Nawet dożywocie może grozić 31-letniemu mieszkańcowi Niepołomic (woj. małopolskie), który jest podejrzany o to, że podczas libacji alkoholowej udusił swojego wuja.
Ciało 46-letniego mężczyzny znaleziono w sobotę rano. Policja ustaliła, że wcześniej, w nocy z piątku na sobotę, mężczyzna pił alkohol ze swoim siostrzeńcem alkohol.
– Do zgonu najprawdopodobniej przyczyniły się osoby trzecie. Wykluczyliśmy śmierć z przyczyn naturalnych bądź samobójstwo – relacjonowała wtedy Katarzyna Cisło z małopolskiej policji. Na szyi mężczyzny znaleziono ślady duszenia.
Ukrywał się u znajomych
31-latek został zatrzymany w sobotę Woli Baranowskiej. - Podczas zatrzymania mężczyzna nie stawiał oporu – informuje Magdalena Chwastek, oficer prasowy wielickiej policji.

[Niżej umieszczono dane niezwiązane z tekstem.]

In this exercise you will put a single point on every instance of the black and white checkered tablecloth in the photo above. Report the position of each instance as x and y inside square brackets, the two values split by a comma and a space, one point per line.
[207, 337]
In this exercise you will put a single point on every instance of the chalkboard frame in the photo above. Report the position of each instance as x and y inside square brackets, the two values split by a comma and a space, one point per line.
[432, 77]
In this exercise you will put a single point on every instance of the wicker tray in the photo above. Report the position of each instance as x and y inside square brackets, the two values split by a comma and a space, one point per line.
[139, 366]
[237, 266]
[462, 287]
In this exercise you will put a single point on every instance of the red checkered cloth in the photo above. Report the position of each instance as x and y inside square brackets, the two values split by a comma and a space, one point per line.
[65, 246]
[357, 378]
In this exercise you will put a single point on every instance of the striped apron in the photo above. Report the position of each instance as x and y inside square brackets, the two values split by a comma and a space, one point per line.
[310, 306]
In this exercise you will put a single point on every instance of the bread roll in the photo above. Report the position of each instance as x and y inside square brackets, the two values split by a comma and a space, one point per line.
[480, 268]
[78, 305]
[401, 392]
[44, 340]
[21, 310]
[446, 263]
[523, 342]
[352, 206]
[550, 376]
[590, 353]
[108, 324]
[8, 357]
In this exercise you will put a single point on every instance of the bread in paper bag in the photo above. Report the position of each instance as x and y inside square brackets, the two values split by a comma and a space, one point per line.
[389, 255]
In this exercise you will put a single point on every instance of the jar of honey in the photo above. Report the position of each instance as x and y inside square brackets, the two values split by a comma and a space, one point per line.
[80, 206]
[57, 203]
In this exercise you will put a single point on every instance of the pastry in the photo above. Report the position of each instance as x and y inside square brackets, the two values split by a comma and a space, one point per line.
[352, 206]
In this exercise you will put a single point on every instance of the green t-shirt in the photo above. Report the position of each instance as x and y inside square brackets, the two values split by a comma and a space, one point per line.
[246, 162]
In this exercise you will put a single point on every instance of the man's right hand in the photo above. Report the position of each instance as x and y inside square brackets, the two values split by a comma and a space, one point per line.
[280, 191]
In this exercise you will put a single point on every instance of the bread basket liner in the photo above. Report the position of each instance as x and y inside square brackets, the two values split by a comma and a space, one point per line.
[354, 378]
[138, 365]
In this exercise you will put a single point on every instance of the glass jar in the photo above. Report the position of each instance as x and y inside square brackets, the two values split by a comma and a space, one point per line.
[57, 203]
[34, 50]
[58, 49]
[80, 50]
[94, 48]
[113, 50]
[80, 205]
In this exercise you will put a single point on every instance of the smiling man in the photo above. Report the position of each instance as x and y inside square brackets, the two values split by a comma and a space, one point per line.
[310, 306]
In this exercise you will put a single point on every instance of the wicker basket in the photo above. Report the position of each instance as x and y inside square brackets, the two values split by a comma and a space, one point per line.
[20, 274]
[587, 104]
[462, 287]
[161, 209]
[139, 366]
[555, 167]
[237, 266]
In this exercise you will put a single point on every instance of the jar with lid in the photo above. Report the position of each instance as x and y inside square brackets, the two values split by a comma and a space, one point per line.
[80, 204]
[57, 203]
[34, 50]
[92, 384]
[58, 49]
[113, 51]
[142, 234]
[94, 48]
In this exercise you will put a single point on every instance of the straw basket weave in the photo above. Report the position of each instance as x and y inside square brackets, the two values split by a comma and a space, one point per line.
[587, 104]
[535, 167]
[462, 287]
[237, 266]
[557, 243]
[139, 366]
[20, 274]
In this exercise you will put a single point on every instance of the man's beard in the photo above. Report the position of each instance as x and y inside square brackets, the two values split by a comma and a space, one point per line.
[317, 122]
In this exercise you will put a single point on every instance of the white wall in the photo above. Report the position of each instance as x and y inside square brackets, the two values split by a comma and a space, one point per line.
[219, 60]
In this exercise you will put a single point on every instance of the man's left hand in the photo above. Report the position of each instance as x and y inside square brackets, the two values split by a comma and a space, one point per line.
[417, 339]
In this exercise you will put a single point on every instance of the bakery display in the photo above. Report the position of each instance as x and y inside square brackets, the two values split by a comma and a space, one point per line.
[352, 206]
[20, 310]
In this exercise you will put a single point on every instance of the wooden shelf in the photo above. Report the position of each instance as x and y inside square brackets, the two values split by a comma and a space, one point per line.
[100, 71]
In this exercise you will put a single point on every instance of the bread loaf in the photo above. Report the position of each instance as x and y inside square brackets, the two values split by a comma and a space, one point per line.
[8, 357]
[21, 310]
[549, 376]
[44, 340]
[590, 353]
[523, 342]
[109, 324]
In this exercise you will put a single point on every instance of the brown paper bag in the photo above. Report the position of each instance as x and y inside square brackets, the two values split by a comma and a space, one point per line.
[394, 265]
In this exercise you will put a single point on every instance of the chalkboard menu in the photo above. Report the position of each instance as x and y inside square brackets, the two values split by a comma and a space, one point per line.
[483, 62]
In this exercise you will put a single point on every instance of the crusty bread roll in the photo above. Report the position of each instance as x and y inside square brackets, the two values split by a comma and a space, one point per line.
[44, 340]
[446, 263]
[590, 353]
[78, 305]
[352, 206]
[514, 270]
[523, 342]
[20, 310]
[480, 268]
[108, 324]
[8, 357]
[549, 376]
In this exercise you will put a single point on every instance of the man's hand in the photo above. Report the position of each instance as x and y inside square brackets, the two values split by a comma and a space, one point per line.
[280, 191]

W chwili przyjazdu funkcjonariuszy podejrzany pił alkohol, dlatego jego przesłuchanie było możliwe dopiero w poniedziałek. Wcześniej zarzuty usłyszeli dwaj inni mężczyźni, u których 31-latek się ukrywał.
– Ci mężczyźni usłyszeli zarzuty utrudniania postępowania. Jeden z nich odpowie też za udzielenie poszukiwanemu telefonu komórkowego – informuje Bogusława Marcinkowska, rzecznik prasowy krakowskiej prokuratury okręgowej. Na obu podejrzanych sąd nałożył policyjny dozór.
31-letni mężczyzna odpowie za zabójstwo. Grozi mu dożywocie. Po południu sąd zadecyduje, czy podejrzany trafi do tymczasowego aresztu.